Valencia, who just the week before had been "of remarkably fine and vigorous physique — indeed, one of the best built Mexicans known to me," was now "stark naked; his formerly full-muscled legs and arms were shrunken and scrawny; his ribs ridged out like those of a starveling horse; his habitually plethoric abdomen was drawn in almost against his vertebral column; his lips had disappeared as if amputated, leaving low edges of blackened tissue; his teeth and gums projected like those of a skinned animal, but the flesh was black and dry as a hank of jerky; his nose was withered and shrunken to half its length; the nostril-lining showing black; his eyes were set in a winkless stare, with surrounding skin so contracted as to expose the conjunctiva, itself black as the gums; his face was dark as a negro ... his lower legs and feet, with forearms and hands, were torn and scratched by contact with thorns and sharp rocks, yet even the freshest cuts were as so many scratches in dry leather, without trace of blood or serum; his joints and bones stood out like those of a wasted sickling, though the skin clung to them in a way suggesting shrunken rawhide used in repairing a broken wheel. From inspection and handling, I estimated his weight at 115 to 120 pounds ... The mucus membrane lining mouth and throat was shriveled, cracked, and blackened, and his tongue shrunken to a mere bunch of black integument."

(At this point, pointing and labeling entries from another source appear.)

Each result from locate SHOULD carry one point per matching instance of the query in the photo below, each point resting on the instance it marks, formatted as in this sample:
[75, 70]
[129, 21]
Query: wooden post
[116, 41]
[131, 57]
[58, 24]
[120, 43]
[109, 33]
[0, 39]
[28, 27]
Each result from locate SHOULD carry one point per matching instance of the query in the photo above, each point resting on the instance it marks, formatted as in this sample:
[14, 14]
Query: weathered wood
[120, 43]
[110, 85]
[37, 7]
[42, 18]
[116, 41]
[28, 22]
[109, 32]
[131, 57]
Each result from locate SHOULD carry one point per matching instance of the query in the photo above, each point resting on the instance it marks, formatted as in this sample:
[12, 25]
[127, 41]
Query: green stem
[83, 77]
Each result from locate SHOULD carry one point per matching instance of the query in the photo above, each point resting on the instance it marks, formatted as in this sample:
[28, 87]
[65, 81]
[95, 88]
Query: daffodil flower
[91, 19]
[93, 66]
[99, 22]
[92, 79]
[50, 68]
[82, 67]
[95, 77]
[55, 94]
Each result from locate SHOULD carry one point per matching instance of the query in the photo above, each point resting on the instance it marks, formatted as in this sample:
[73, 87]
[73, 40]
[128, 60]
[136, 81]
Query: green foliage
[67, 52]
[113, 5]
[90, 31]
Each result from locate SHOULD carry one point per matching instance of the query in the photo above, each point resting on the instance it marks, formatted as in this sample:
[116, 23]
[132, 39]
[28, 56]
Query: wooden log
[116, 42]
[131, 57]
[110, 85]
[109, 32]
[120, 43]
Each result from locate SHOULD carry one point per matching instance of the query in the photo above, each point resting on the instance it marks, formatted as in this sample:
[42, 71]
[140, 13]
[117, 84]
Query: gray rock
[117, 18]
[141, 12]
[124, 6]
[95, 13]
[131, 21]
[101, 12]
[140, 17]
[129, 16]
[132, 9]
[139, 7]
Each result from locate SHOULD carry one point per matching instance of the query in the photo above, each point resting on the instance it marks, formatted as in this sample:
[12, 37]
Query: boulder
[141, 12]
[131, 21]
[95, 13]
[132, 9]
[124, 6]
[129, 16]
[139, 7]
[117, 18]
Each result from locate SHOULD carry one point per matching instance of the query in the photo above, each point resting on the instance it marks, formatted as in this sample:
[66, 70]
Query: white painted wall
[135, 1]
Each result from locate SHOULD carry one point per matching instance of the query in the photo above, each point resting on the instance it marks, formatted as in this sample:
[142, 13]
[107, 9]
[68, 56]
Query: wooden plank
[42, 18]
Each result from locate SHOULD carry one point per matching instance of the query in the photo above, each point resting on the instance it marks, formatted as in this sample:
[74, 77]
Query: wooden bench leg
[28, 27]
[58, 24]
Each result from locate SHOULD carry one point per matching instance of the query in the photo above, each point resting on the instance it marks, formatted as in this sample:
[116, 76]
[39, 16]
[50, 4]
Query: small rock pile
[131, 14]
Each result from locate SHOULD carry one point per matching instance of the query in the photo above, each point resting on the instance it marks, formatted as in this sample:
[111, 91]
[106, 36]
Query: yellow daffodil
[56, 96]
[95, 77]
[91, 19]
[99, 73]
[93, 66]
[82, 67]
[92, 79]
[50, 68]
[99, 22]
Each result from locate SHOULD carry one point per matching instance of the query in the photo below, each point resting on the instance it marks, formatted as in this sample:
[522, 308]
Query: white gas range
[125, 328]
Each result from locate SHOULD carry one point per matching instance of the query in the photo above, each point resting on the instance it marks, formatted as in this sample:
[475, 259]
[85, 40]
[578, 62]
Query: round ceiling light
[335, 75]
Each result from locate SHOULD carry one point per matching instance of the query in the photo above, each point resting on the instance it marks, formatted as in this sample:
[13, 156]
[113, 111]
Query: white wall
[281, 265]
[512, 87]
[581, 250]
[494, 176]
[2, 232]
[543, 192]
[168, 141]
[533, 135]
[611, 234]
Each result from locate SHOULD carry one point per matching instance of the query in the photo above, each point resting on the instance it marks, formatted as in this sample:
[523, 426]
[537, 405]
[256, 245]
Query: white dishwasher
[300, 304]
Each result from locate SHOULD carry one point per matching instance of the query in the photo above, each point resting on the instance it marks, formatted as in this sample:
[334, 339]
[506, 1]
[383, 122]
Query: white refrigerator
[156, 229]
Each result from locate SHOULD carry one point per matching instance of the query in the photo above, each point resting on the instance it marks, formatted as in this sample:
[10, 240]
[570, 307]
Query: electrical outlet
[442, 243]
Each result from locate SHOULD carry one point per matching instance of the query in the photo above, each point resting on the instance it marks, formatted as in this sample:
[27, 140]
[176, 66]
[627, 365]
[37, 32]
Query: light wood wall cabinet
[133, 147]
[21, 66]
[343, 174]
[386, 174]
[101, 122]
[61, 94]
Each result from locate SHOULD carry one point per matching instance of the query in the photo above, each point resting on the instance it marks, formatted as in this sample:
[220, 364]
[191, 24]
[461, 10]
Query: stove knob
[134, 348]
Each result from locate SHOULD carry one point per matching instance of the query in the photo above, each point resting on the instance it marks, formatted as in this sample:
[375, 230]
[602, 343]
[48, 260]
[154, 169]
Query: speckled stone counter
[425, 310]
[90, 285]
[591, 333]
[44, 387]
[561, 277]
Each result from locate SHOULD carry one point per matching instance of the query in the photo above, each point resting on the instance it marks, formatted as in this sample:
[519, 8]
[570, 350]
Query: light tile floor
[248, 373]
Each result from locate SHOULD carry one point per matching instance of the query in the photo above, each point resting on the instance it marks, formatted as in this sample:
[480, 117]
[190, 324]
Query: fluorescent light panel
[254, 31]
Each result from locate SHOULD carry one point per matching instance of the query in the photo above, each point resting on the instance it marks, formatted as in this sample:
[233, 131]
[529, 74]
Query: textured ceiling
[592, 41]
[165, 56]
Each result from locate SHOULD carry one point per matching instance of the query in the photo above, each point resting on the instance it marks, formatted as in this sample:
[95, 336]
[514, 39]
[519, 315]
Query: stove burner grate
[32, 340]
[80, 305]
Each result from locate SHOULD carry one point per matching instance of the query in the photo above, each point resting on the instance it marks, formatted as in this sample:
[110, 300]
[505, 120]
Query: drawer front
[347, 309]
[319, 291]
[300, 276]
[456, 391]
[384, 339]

In the long history of people running out of water on the Camino del Diablo, there are two things that make the case of Pablo Valencia unusual.
First is the fact that WJ McGee, such a meticulous observer, was there to chronicle it.
Second is the fact that Valencia survived and eventually recovered.

I have visited the Tinajas Altas and the climb up to the water is a fairly gentle incline up which one can stroll with hands in one's pockets - when one is well hydrated on a nice day, that is.....


Edited by hikermor (03/26/13 01:37 PM)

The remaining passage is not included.